Recursive Inference Scaling: A Winning Path to Scalable Inference in Language and Multimodal Systems
Keywords: Recursive inference, scaling inference time, self-similarity, language models, SigLIP, multimodal systems.
TL;DR: We introduce Recursive Inference Scaling (RIS), a plug-in technique that exploits language's fractal structure to boost model performance, unlocking a new dimension of inference scaling.
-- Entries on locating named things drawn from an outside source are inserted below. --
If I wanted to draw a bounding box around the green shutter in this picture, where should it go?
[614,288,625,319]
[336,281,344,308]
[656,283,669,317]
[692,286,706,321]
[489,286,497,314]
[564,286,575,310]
Abstract: Inspired by recent findings on the fractal geometry of language, we introduce Recursive INference Scaling (RINS) as a complementary, plug-in recipe for scaling inference time in language and multimodal systems. RINS is a particular form of recursive depth that significantly outperforms +55 other variants, including the recent "repeat-all-over" (RAO) strategy in Mobile LLM (Liu et al., 2024) and latent recurrent thinking (Geiping et al., 2025). Unlike prior works, we carry out our comparisons on a compute-matched regime, and demonstrate that for a fixed model size and training compute budget, RINS substantially improves language modeling performance. It also generalizes beyond pure language tasks, delivering gains in multimodal systems, including a +2% improvement in 0-shot ImageNet accuracy for SigLIP-B/16. Additionally, by deriving data scaling laws, we show that RINS improves both the asymptotic performance limits and the scaling exponents. More importantly, with light-weight (linear) adapters (comprising <1% of model parameters) and stochastic dropout, RINS offers a no-regret strategy, meaning that RINS-enabled pretraining improves performance in language modeling even when recursive depth is not applied at inference time. This corresponds to improving performance on a training compute-, parameter-, and inference-matched regime, suggesting its potential as a viable component of LLM pretraining!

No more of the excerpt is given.